His replacement, Theriot, primarily played second base in 2010. He was undeniably a defensive downgrade, as the Cardinals were going from a premium defensive shortstop to somebody who was arguably not a shortstop at all. But he was an offensive upgrade—although Brendan Ryan was the better player in 2010 (and 2011), Theriot was slightly better offensively even in 2011, when he trailed his shortstop predecessor in FanGraphs Wins Above Replacement by 2.6 wins. That said, these trades are widely believed to have been the result of personality conflicts between Brendan Ryan and Tony LaRussa. This was an occasion where the offensive upgrade was so minimal that it would take the most ardent Cardinals apologist to argue that the move was successful on balance based on on-field results.

But the offense-oriented trend continued. On December 4, the Cardinals signed former Houston Astros and New York Yankees first baseman/designated hitter Lance Berkman. The Cardinals already had a first baseman in Albert Pujols and a designated hitter in, um, the pitcher, so the role for Berkman was a bit unclear (the Viva El Birdos post from that day regarding the transaction speculated that Berkman would play left field and that Matt Holliday would move to right field). But as it turned out, the Cardinals put Berkman in right field, a position which he had not played at all since 2007, and had not played primarily since 2004. The Cardinals essentially punted on right field defense, and as expected, Berkman’s fielding was poor. But he had a vintage Lance Berkman offensive season, making him still a valuable member of the lineup.

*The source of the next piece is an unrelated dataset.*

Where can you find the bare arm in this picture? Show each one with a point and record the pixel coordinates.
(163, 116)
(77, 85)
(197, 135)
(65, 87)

By July, friction between starting center fielder Colby Rasmus and Tony LaRussa had intensified, and Rasmus was traded to the Toronto Blue Jays for a set of rentals and Marc Rzepczynski. The new center fielder became Jon Jay, a fourth outfielder who had played some center field but had primarily played in right field up to that point, taking Ryan Ludwick’s place after he was traded for Jake Westbrook in 2010 and acting as a defensive substitution for Lance Berkman in the first half of 2011.

As it turned out, the defensive gap between Rasmus and Jay was not an enormous one (and Jay, who is slightly older, currently gets more playing time in center field than Rasmus, who has mostly moved to left field), but it did have a negative effect on the Cardinals’ defensive depth—Matt Holliday (not yet a major defensive liability, but hardly a standout) and Lance Berkman no longer had their go-to defensive substitute, with Allen Craig now serving as the primary backup in the corners.

For significant chunks of 2011, the Cardinals played a trained outfielder, Skip Schumaker, at second base; a second baseman, Theriot, at shortstop (while Rafael Furcal helped a little bit, he was still a below-average defensive shortstop by 2011); a right fielder, Jay, in center field; and a first baseman, Berkman, in right field. And statistically, as a team, it showed: the Cardinals fell to 20th in Defensive Runs Saved and were the second-worst base running team in baseball. On the 2011 Cardinals, only Tyler Greene, who spent a majority of the season in the minor leagues, reached double-digit stolen bases. But they were also tied for third in wRC+ and led the National League in runs scored. And this offensively-oriented team won the World Series.

Improving the offense isn’t going to mean an automatic World Series title. And improving in ways other than hitting the baseball is, in a vacuum, always going to be a good thing. But there is no one right way to construct a baseball team.

The 2017 Cardinals probably could have improved their defense more than they did—Fowler helps the defense, but there are better defensive center fielders that could be had for less than Fowler cost. It just so happens that these players are worse overall players than Fowler. And when the Cardinals, or any team, says that they want to improve their defense, this should be a means to an end. And the end result should always be winning as many games as possible, regardless of how an organization gets there.